What is LinkedIn DataHub?
DataHub is an open-source metadata management platform for the modern data stack that enables data discovery, data observability, and federated governance. It was originally built at LinkedIn to meet the evolving metadata needs of their modern data stack. It is characterized by the following main attributes:
- Automated Metadata Ingestion
- Easy data discovery
- Understanding data with context
DataHub is actually LinkedIn’s second attempt at building a metadata engine; their journey began with WhereHows in 2016. Interestingly, DataHub was announced just two weeks after Lyft introduced Amundsen in 2019.
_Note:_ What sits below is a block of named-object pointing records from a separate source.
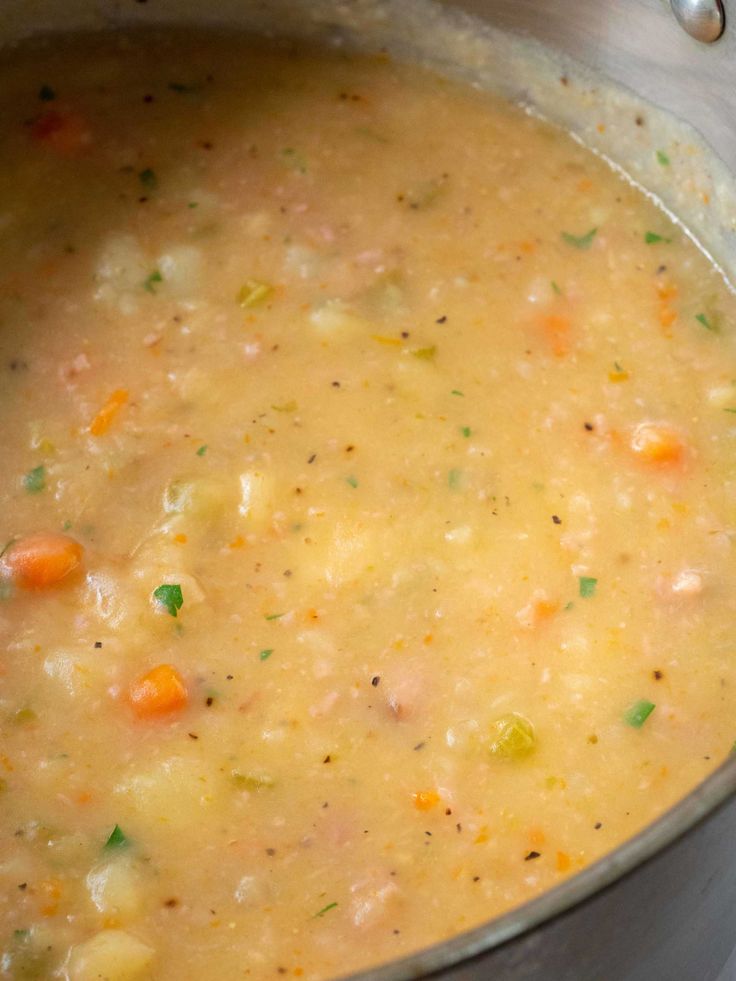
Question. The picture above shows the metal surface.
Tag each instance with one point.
(703, 20)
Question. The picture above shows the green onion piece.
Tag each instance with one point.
(587, 586)
(582, 242)
(149, 283)
(35, 480)
(148, 179)
(117, 838)
(169, 595)
(638, 713)
(512, 737)
(325, 909)
(253, 292)
(651, 237)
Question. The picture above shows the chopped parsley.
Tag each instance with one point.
(587, 586)
(35, 480)
(169, 596)
(149, 283)
(582, 242)
(638, 713)
(325, 909)
(117, 838)
(148, 179)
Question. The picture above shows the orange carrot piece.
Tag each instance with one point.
(556, 329)
(657, 443)
(103, 420)
(160, 691)
(425, 800)
(62, 130)
(43, 559)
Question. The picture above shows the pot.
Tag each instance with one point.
(663, 905)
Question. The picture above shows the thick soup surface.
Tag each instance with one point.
(368, 498)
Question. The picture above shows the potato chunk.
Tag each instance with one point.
(111, 955)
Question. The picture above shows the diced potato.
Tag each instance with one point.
(172, 792)
(115, 888)
(111, 955)
(256, 497)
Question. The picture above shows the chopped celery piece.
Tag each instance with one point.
(253, 292)
(512, 737)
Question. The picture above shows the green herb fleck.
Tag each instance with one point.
(638, 713)
(253, 292)
(148, 179)
(169, 595)
(293, 159)
(149, 283)
(35, 480)
(587, 586)
(325, 909)
(252, 781)
(117, 838)
(582, 242)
Why did LinkedIn build DataHub?
LinkedIn created DataHub, a metadata search and data discovery tool, to ensure that their data teams can continue to scale productivity and innovation, keeping pace with the growth of the company. Let’s put that in perspective. LinkedIn’s vision is to create economic opportunities for every member of the global workforce.
In numbers, that means: 774+ million members in more than 200 countries and territories worldwide.
What powers this lofty vision? An ever-growing big data ecosystem!
DataHub’s Origin: At LinkedIn, WhereHows walked, so DataHub could run
WhereHows was primarily created as a central metadata repository and portal for all data assets with a search engine on top, to query for those assets.
As explained in their official blog, the major components of WhereHows included:
- A data repository to store all metadata
- A web server that surfaces data through both UI and API.
- A backend server that periodically fetches metadata from other systems
All the metadata that WhereHows collected from the data ecosystem acted as its source of power. WhereHows initially served not just as a knowledge-based application but a metadata source that powered different projects, and it did play an important role in increasing the productivity of data practitioners at LinkedIn.
But as their data ecosystem evolved in size and complexity, it was difficult to scale and asked questions of data freshness and data lineage.
Read more about WhereHows here.
DataHub vs. WhereHows
The lessons learnt from scaling WhereHows manifested as evolution in the DataHub architecture - which was built on the following patterns:
- Push is better than pull when it comes to metadata collection
- General is better than specific when it comes to the metadata model
- It’s important to keep running analysis on metadata online in addition to offline
- Metadata relationships convey several important truths and must be modeled
- Data is more than just datasets. They are multifarious. Codes, Dashboards, Microservice APIS etc. etc.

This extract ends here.